Para entender que o cotidiano de cada uma das esferas se encontra no curso da existência dos sujeitos foi necessário estar atento ao Ser e Existir dentro do espaço da sala de aula e depois observar esses mesmos sujeitos cruzando a porta em direção ao quintal que abriga a escola e que se alarga para a comunidade quando se abre o portão. São seus risos, gestos, palavras e movimentos que se carnavalizam, pois saem do roteiro das regras e das relações de hierarquia da sala de aula e da escola para tornarem-se presentes no acontecimento da vida que se projeta em todas as direções por meio dos acontecimentos diários que enlaçam trabalho e lazer, descanso e brincadeira.

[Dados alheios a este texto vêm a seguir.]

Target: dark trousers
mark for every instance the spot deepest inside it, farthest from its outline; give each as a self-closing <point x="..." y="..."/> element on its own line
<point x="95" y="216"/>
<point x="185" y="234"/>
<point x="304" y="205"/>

O fato de as crianças estarem no quintal, seja ele no âmbito do espaço-escola ou no âmbito do espaço-comunidade, pressupõe sempre uma liberdade que abraça o mundo em seu entorno, pois o quintal torna- se de todos e para todos, brincar torna-se sinônimo de festa! Para comprovar a essencialidade desse momento na vida cotidiana dos sujeitos foi necessário acompanhá-los nesse ínterim e situá-los num lugar de fronteiras.

Assim, é no quintal que abraça a escola e a comunidade que temos o lugar de excelência do encontro dialógico e estético, já que nele as paisagens que compõem as duas esferas citadas despem-se de suas regras para incorporarem outras sem, no entanto, se confundirem.

O quintal, em nossa pesquisa, apresenta as duas esferas sociais onde se cruzam as existências dos sujeitos que tecem suas redes sociais materializadas nos trabalhos, nas festas, nas brincadeiras, nos costumes e nos hábitos que se vão configurando nesse lugar. A tessitura desse diálogo colocado em sua dimensão estética é que consideramos ser de extrema importância para alimentar as conversas sobre a Docência e a Educação nos tempos de hoje.